Tuesday, June 17, 2014

Trading Up for Success

We gave our 11-year-old son an iPod Touch for Christmas. It was a cop-out gift. We couldn’t think of anything “big” and his siblings were getting big presents. All he’d mentioned he wanted were nerf guns and ridiculously-expensive Lego sets. My problem with those choices is that Lego land mines carpet the floor of his room and every time I vacuum any room in our house I am forced to stop multiple times to pick up nerf bullets of every shape and size. (I would suck them right up which would be satisfying but ultimately mean more work for me since they clog up the vacuum.).

In an act of desperation, and with complete lack of forethought, we purchased an I-touch.

Here’s another little piece of background knowledge you should have – this child is my most screen-addicted off spring. He’s a sweet, obedient child but screens bring out a desperate, lying side we rarely see. Until he discovered the joys of YouTube and Minecraft we rarely fought. Now it is a scab we pick at daily.

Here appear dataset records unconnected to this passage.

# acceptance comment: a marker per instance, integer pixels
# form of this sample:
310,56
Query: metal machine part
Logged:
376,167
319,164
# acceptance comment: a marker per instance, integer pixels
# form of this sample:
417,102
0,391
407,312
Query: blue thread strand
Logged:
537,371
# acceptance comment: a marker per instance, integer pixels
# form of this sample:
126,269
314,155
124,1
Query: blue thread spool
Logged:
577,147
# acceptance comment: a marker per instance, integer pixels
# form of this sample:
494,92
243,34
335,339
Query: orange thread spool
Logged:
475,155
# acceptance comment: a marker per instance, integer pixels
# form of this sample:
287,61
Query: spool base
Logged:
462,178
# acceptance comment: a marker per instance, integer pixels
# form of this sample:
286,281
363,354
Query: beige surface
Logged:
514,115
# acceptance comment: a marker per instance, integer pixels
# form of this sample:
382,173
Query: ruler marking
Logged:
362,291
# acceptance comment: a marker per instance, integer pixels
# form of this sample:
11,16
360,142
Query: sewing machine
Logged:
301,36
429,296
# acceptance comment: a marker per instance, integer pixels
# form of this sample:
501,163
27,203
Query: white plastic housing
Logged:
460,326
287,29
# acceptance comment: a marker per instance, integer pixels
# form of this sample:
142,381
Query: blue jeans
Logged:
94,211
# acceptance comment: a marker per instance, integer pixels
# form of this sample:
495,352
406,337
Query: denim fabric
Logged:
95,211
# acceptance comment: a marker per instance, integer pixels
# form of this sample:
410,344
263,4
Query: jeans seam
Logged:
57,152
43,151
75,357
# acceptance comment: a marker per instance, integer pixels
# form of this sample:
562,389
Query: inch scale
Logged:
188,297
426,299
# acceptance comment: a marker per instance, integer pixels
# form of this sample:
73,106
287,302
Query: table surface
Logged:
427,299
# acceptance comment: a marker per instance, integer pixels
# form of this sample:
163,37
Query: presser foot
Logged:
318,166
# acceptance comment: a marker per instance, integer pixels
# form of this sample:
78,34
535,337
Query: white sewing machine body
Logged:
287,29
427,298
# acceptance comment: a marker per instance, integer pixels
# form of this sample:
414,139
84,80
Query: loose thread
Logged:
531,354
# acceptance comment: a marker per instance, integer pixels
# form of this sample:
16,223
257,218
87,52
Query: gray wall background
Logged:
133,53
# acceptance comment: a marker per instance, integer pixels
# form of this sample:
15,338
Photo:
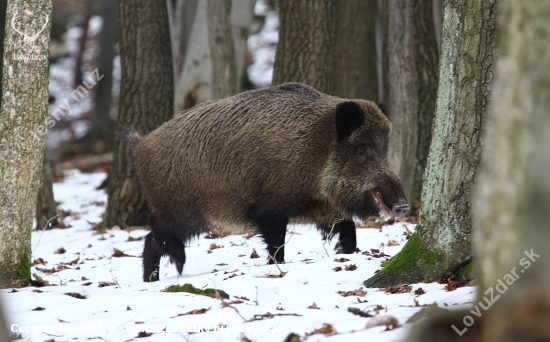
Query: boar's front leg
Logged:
273,230
151,259
347,240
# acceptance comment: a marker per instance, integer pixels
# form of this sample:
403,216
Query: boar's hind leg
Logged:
347,240
157,244
151,259
273,230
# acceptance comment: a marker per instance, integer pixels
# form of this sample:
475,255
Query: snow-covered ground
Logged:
118,304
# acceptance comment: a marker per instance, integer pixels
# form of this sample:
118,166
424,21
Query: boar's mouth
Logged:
384,212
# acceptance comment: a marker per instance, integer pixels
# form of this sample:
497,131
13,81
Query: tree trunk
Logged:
242,13
3,6
511,216
146,99
356,74
22,131
46,208
443,239
403,89
181,14
101,123
426,61
193,85
86,14
305,52
222,49
410,82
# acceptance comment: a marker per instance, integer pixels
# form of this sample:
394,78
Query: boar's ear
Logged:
385,108
349,117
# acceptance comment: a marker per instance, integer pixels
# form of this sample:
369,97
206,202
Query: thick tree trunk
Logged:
146,99
46,208
101,123
510,206
511,216
305,52
356,74
22,131
443,239
222,49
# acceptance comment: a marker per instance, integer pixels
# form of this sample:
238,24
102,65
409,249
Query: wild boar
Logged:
262,159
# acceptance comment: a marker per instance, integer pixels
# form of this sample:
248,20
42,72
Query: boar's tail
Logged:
129,134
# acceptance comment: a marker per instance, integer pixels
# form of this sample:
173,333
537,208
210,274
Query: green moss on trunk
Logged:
19,275
408,256
404,265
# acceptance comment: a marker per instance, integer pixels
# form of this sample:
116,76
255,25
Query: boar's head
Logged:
358,180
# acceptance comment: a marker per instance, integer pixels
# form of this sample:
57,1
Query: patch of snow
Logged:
120,311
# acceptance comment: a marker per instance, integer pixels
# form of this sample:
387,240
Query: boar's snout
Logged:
400,208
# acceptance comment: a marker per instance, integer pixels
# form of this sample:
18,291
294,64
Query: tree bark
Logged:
305,52
3,6
443,238
22,131
222,49
86,14
410,87
242,13
101,125
511,215
193,85
426,58
46,208
181,14
356,72
403,89
146,99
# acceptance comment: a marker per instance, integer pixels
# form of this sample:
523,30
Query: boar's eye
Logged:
365,151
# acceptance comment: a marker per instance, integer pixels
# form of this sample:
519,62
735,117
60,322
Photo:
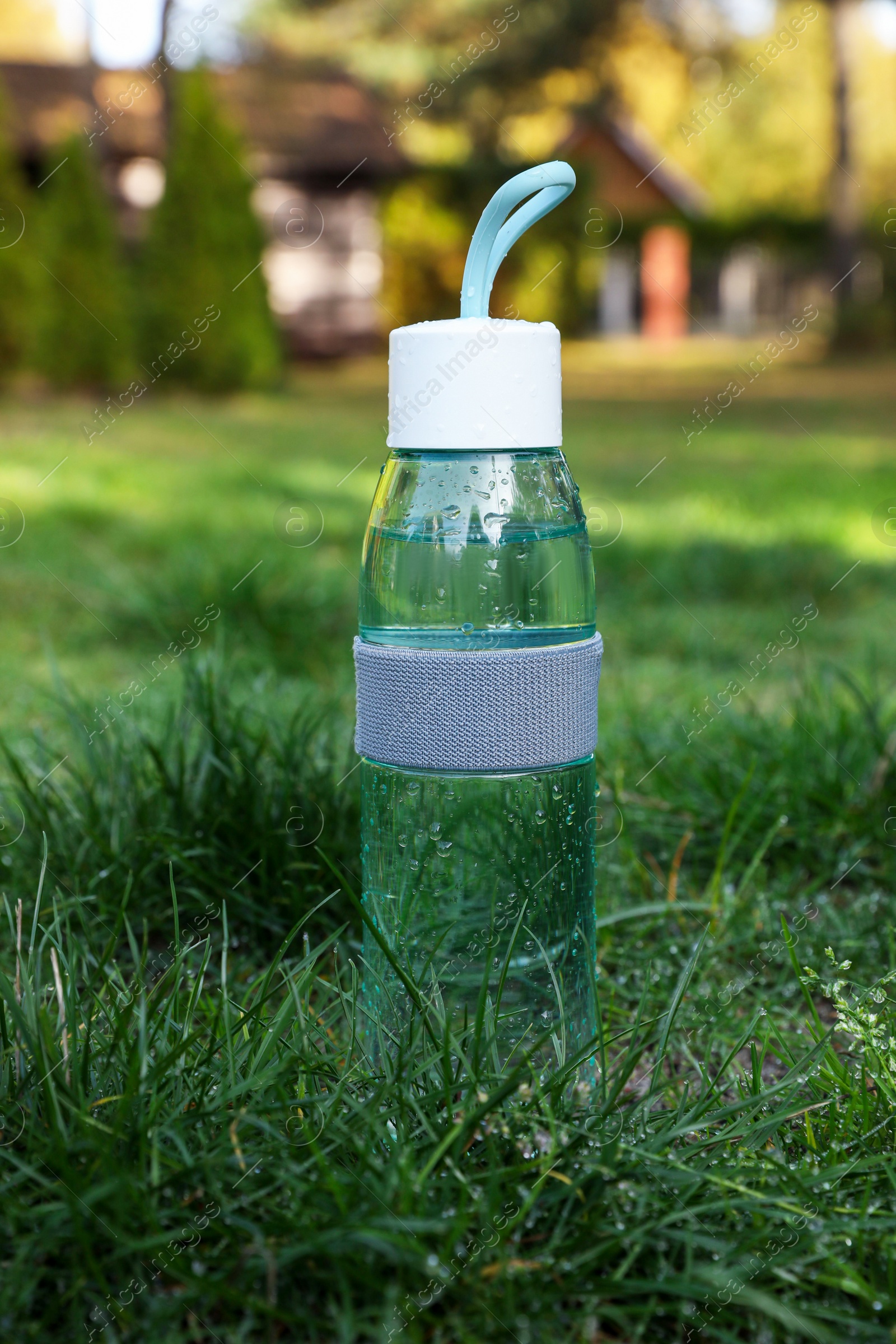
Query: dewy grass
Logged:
195,1146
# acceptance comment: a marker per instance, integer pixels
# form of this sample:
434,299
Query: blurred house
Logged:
316,150
638,195
319,152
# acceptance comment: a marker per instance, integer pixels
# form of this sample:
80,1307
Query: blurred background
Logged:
213,214
210,218
735,160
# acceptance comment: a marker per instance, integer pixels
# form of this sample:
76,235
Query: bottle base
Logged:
481,888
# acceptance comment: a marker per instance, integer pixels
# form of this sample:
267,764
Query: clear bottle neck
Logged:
469,549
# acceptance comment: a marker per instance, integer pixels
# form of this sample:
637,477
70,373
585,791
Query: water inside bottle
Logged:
481,885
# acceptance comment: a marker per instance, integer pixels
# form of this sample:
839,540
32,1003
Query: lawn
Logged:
211,1158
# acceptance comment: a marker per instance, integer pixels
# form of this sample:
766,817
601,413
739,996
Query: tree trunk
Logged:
846,206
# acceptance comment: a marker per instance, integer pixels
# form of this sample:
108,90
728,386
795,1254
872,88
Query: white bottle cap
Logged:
477,381
474,382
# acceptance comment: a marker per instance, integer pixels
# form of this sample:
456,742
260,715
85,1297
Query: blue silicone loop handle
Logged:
493,239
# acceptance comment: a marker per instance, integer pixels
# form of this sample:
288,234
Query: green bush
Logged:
206,315
83,324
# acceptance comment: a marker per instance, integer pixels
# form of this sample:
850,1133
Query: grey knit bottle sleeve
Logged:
486,710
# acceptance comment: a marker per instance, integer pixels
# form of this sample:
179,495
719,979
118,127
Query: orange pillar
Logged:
665,283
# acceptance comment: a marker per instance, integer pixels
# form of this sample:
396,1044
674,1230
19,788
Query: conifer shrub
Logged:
85,315
206,315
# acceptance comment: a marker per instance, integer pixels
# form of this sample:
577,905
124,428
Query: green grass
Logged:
216,1159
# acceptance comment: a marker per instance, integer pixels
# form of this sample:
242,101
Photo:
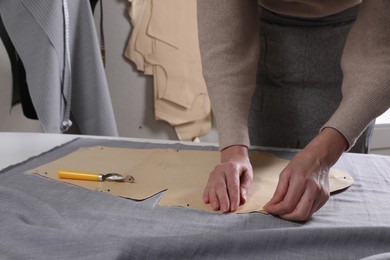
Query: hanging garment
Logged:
57,42
164,43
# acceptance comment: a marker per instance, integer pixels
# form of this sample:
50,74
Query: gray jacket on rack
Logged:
57,43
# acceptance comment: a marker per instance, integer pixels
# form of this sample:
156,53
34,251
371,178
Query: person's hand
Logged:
303,185
228,184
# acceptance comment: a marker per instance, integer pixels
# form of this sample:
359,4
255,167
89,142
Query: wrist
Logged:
234,151
328,145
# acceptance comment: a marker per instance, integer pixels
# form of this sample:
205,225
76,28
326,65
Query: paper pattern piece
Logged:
182,174
164,43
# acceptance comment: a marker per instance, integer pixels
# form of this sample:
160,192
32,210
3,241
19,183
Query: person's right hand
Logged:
229,182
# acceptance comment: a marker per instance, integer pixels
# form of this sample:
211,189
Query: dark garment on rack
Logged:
20,92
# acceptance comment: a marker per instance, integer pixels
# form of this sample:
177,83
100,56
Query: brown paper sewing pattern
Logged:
181,174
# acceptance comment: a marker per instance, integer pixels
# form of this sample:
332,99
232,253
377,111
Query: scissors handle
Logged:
76,175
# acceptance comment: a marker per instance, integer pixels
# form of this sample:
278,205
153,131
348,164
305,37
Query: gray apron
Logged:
299,79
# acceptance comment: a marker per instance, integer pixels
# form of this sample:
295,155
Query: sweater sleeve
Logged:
229,45
366,68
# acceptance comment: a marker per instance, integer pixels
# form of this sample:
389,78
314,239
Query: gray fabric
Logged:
44,219
36,28
299,79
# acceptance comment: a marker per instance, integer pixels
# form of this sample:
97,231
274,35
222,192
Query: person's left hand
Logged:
303,185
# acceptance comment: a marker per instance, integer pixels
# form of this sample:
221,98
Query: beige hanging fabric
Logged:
164,43
182,174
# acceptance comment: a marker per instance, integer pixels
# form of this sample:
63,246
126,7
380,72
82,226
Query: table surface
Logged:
18,146
42,217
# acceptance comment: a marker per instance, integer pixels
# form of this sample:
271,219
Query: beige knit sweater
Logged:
228,36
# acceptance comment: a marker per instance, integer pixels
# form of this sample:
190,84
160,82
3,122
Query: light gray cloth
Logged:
37,30
299,79
44,219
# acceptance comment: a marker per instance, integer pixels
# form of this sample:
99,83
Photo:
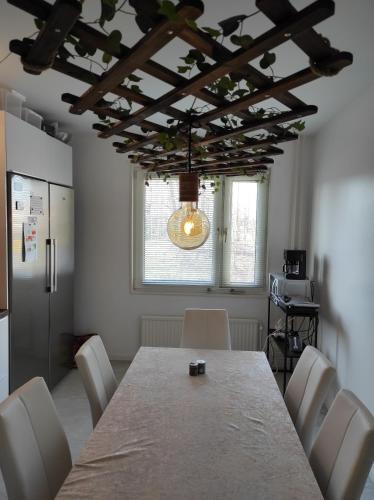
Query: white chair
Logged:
306,392
34,453
206,329
343,452
97,374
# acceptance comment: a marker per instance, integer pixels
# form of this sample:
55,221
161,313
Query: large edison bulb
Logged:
188,227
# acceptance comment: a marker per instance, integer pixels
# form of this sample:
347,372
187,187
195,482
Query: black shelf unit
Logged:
281,343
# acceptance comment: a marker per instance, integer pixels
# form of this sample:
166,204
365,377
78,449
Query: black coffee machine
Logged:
294,266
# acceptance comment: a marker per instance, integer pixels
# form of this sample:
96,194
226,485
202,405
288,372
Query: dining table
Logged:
166,435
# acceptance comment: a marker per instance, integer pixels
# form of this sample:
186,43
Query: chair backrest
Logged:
206,329
306,392
34,453
97,374
343,453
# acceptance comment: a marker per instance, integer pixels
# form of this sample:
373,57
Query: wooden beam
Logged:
213,49
95,39
309,41
228,134
314,13
274,90
42,53
272,120
151,43
211,165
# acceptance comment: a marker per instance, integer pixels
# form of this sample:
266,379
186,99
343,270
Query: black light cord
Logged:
189,146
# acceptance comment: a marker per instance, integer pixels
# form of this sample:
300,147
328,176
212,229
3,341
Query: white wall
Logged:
341,157
103,299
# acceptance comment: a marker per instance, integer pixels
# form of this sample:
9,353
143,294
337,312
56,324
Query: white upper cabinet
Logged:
32,152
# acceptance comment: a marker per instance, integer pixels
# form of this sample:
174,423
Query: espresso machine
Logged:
294,267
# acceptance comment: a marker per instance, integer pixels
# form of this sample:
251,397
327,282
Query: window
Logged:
233,257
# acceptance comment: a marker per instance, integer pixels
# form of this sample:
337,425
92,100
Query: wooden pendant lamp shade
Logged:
228,150
189,186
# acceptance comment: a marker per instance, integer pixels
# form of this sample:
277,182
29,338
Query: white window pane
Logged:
163,261
245,223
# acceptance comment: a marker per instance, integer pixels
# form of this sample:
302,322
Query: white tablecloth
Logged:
168,436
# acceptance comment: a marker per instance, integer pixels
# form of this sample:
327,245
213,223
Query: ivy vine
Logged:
230,87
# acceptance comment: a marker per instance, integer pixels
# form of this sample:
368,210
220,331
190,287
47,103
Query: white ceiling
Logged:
350,29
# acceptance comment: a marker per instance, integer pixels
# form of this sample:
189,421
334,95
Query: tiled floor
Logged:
73,408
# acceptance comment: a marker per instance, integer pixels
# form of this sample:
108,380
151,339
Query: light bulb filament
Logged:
188,227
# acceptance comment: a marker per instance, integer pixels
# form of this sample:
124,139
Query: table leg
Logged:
268,338
285,355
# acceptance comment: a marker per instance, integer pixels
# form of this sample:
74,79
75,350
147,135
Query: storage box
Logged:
51,128
12,102
31,117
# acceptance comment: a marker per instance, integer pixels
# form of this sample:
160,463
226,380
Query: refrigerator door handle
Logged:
49,266
54,265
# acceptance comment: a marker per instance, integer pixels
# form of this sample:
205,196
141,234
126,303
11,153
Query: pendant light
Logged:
188,227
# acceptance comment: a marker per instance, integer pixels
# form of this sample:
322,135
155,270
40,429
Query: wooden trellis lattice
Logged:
248,155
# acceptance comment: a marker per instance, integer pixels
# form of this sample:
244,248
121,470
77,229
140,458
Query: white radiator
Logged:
166,331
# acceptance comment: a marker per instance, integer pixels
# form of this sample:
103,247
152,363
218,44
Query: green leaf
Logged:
267,60
212,32
134,78
191,24
196,55
39,23
188,60
63,53
226,83
250,85
71,39
106,58
203,66
231,24
113,42
240,93
108,10
80,50
168,9
136,88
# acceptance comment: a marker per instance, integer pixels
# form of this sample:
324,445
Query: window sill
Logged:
191,290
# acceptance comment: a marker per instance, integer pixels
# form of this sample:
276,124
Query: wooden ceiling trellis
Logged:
228,150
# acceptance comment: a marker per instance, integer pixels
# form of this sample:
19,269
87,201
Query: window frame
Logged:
137,247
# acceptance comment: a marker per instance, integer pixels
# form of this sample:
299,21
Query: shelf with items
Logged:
308,336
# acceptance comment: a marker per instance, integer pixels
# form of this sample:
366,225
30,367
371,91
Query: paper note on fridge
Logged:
30,241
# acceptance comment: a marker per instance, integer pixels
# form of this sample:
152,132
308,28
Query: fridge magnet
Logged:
30,239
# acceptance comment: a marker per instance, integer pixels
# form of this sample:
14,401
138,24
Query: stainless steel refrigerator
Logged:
41,266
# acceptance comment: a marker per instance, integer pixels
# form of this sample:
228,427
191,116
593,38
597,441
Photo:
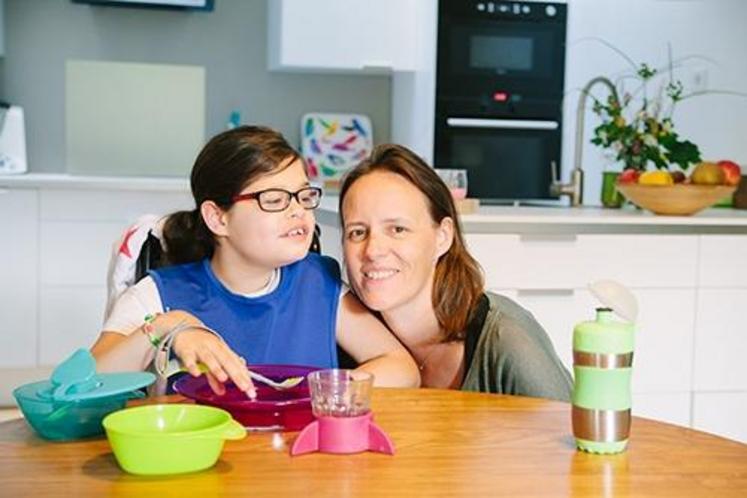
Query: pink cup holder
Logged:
341,401
342,435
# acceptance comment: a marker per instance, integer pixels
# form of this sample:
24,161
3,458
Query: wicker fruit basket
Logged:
675,200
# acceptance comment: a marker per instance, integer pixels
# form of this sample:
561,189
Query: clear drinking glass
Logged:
340,393
456,180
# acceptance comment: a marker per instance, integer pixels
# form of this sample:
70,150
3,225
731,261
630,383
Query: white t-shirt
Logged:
143,299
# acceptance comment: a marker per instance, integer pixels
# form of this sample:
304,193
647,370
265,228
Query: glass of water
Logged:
456,180
340,392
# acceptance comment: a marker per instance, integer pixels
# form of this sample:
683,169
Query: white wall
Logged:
641,28
716,29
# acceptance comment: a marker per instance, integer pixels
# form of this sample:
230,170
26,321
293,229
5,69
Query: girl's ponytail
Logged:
187,238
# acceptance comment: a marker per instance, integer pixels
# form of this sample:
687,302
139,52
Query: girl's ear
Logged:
214,217
444,236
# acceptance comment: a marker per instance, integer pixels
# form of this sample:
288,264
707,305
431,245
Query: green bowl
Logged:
170,438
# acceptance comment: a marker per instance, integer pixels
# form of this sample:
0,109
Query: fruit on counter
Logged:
658,177
629,175
707,173
732,172
678,176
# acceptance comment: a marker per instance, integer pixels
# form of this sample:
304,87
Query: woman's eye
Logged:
356,234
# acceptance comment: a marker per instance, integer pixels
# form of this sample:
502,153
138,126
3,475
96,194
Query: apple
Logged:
678,176
628,176
732,172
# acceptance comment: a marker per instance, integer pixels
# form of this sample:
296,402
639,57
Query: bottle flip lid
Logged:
617,297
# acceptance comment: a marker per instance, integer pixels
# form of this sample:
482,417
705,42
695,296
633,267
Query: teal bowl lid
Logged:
101,386
75,379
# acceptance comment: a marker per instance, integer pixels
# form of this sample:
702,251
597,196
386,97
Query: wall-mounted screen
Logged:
159,4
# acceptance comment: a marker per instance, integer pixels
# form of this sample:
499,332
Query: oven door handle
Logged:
508,124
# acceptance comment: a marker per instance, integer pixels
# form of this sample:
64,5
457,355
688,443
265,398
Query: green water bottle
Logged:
602,367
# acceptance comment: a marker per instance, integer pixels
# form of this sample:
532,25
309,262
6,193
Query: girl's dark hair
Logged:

So why, pray tell, would we buy him his own personal screen? Good question.

A few years ago, I spent a year breaking a particularly difficult horse. What made him difficult wasn’t his attitude, but his curiosity and his smarts. He taught me time and again that if I wanted him to make the right choice, I needed to make the right choice easy. Putting a screen under my child’s nose is not making the right choice easy.